Information Exchange

High-Level Intuition

This feature measures the actual “information” exchanged in a chat by calculating the word count minus the count of first-person singular pronouns (e.g., “I”, “we”, “me”). This value is then standardized (converted to z-scores) at two levels: (1) all utterances across the entire dataset (“chat”) and (2) utterances within a specific conversation (“conversation”).

Citation

Tausczik and Pennebaker (2013)

Implementation Basics

The method for calculating information exchange involves the following steps:

  1. Calculate “info_exchange_wordcount”:

    • For each message, count the total number of words.

    • Subtract the number of first-person singular pronouns (like “I”) from the total word count.

  2. Compute z-scores for all utterances in the data (`zscore_chats`):

    • Calculate the z-score of “info_exchange_wordcount” for all utterances, across all conversations.

  3. Compute z-scores within each conversation (`zscore_conversation`):

    • Calculate the z-score of “info_exchange_wordcount” within a given conversation, grouping by the unique conversational identifier.

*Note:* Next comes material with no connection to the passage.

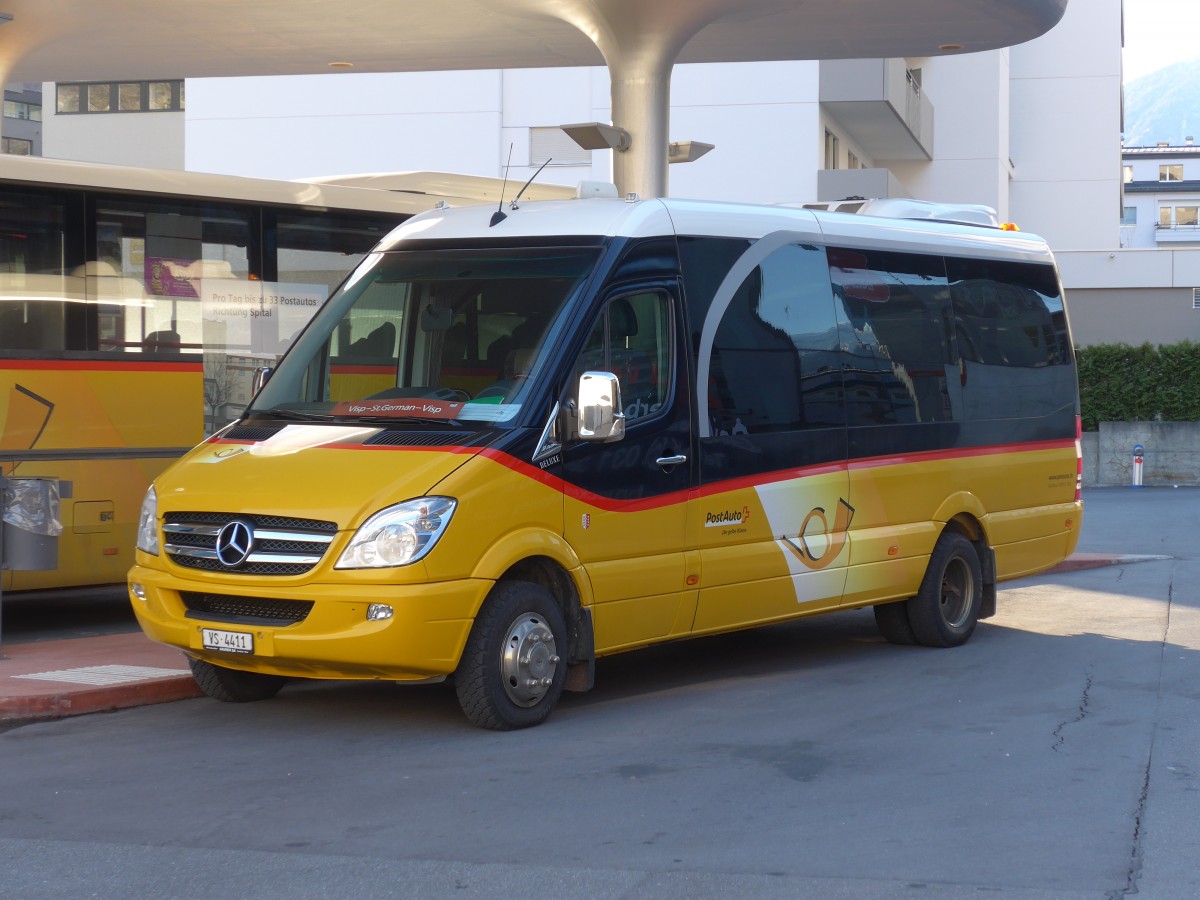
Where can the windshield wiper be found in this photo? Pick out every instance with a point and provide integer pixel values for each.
(384, 420)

Implementation Notes/Caveats

  1. Exclusion of First-Person Pronouns:

    • This feature specifically excludes first-person pronouns in its calculation, which is a simplistic assumption about what constitutes meaningful content.

  2. Focus on Quantity, Not Quality:

    • This method measures the quantity of information, not the quality. In effect, the measure captures whether a message is longer or shorter relative to the typical message in the data (“chat”) or relative to the typical message in a particular conversation (“conversation”).

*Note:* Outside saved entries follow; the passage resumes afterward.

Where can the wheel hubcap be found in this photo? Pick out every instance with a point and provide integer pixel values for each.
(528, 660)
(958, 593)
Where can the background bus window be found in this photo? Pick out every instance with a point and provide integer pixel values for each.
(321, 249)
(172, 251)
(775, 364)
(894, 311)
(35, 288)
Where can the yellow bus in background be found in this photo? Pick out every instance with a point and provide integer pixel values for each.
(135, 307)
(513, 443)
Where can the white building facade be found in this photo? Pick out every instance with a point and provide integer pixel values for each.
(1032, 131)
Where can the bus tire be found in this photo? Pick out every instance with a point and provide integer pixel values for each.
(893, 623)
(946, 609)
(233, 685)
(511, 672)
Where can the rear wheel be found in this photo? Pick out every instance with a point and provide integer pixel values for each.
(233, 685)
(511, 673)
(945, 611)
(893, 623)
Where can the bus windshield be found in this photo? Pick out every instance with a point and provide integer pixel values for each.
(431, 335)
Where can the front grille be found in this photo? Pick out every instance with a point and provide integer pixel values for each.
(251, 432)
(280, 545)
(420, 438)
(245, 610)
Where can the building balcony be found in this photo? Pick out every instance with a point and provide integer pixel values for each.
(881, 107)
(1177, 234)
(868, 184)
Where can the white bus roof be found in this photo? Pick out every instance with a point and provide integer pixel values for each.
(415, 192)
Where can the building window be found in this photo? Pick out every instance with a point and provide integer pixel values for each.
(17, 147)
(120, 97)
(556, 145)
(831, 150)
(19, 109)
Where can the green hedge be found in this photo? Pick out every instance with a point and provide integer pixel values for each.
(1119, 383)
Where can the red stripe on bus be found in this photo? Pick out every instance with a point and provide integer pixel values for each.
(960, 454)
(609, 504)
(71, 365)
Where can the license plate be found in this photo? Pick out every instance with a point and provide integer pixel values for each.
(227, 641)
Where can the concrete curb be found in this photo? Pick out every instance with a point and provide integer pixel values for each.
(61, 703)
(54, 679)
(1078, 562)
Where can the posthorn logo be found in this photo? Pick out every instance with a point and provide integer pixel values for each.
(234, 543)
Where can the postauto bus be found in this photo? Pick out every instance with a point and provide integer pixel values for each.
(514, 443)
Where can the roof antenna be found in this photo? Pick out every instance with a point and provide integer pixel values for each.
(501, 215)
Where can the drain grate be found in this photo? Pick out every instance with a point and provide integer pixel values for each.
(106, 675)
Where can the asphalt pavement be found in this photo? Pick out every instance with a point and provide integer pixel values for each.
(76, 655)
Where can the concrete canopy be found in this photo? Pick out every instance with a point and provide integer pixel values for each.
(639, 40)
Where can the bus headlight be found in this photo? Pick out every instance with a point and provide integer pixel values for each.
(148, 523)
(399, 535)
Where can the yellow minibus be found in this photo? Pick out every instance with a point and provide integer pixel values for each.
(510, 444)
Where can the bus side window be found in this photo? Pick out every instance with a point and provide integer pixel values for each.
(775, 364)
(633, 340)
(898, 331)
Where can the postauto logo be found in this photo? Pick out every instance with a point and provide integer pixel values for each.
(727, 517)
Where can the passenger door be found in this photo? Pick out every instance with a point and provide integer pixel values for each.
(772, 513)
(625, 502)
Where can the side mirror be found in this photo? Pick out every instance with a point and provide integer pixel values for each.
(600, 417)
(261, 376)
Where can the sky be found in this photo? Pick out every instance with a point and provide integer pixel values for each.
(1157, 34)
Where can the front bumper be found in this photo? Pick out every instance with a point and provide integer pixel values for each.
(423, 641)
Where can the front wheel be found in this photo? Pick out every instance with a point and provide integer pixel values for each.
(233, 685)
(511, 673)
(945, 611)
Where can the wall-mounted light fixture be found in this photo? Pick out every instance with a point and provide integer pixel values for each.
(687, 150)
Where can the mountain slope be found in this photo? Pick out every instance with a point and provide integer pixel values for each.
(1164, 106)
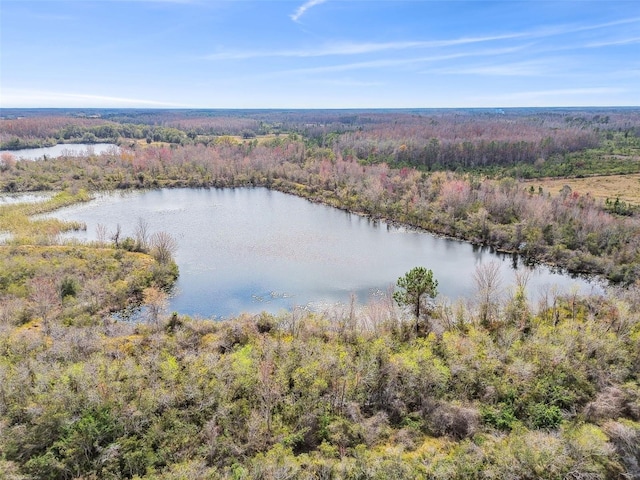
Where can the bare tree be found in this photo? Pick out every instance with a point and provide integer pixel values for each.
(116, 235)
(487, 279)
(101, 234)
(142, 235)
(163, 246)
(46, 299)
(156, 302)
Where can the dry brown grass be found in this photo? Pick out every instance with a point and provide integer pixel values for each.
(626, 187)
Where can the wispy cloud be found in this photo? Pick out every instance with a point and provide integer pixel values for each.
(534, 68)
(552, 95)
(610, 43)
(389, 62)
(26, 98)
(302, 9)
(354, 48)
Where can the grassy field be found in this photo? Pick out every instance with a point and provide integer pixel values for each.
(626, 187)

    • A message may have many words but still be meaningless. For measures that capture semantic meaning, see features such as Forward Flow.

Interpreting the Feature

Let’s assume there is a single conversation consisting of several messages. Here’s an example to illustrate:

Example:

Messages in a conversation:

  1. “I went to the store.”

    • info_exchange_wordcount: 4 (5 words minus 1 first-person pronoun “I”)

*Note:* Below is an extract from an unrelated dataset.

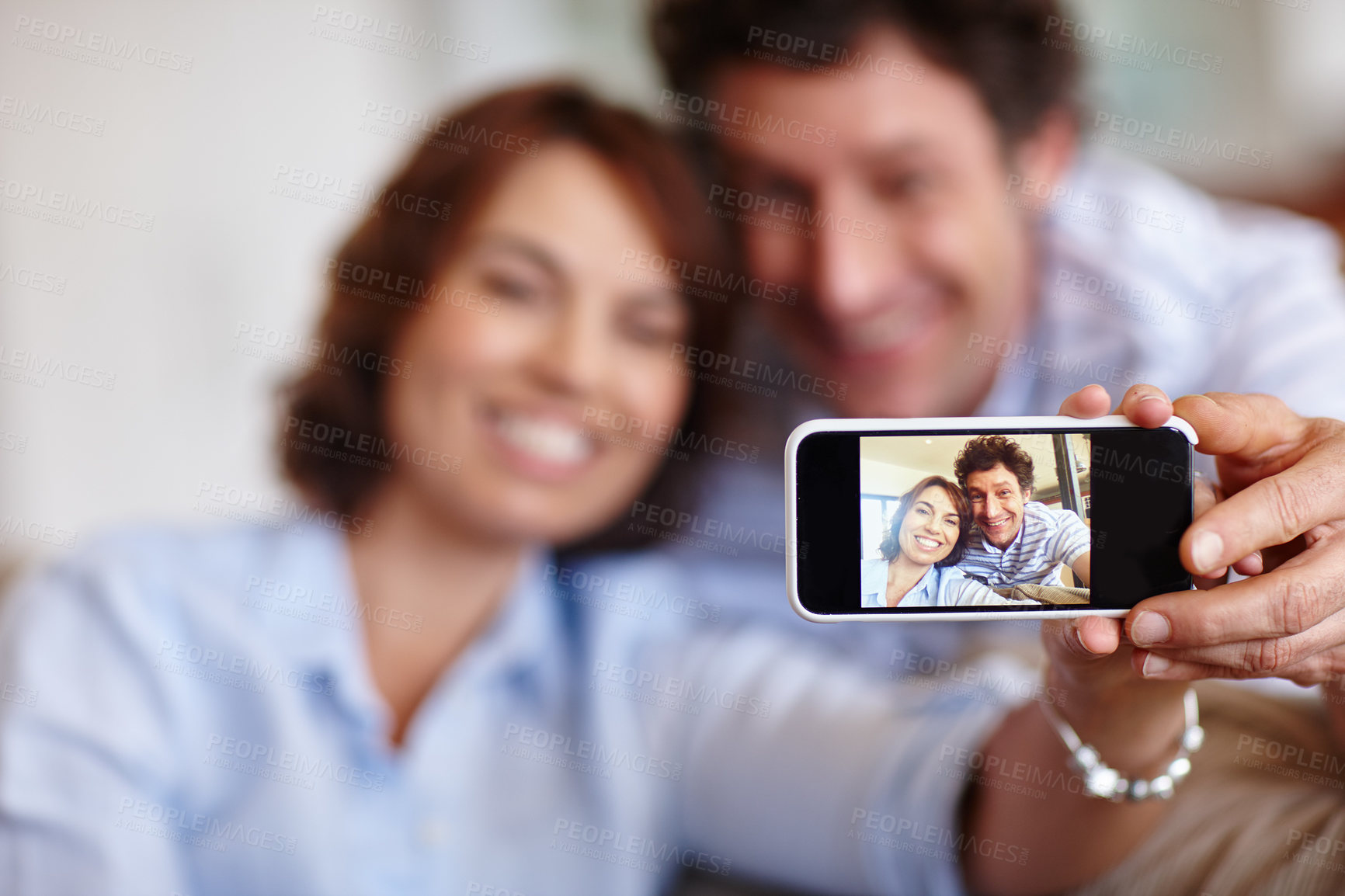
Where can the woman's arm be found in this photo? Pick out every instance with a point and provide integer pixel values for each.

  2. “Bought some groceries for dinner.”

    • info_exchange_wordcount: 5 (5 words minus 0 first-person pronouns)

  3. “It’s raining today.”

    • info_exchange_wordcount: 3 (3 words minus 0 first-person pronouns)

Mean of info_exchange_wordcount = 4, Standard deviation ≈ 0.82

z-scores:

For more details on z-scores, visit: https://www.statology.org/z-score-python/

  • zscore (Since the example consists of a single conversation, the “chat” and “conversation” levels are equivalent):

    • Message 1: 0

    • Message 2: 1.22

    • Message 3: -1.22

Interpretation:

  • 0: Indicates average information exchange.

  • 1.22: Indicates higher-than-average information exchange.

  • -1.22: Indicates lower-than-average information exchange.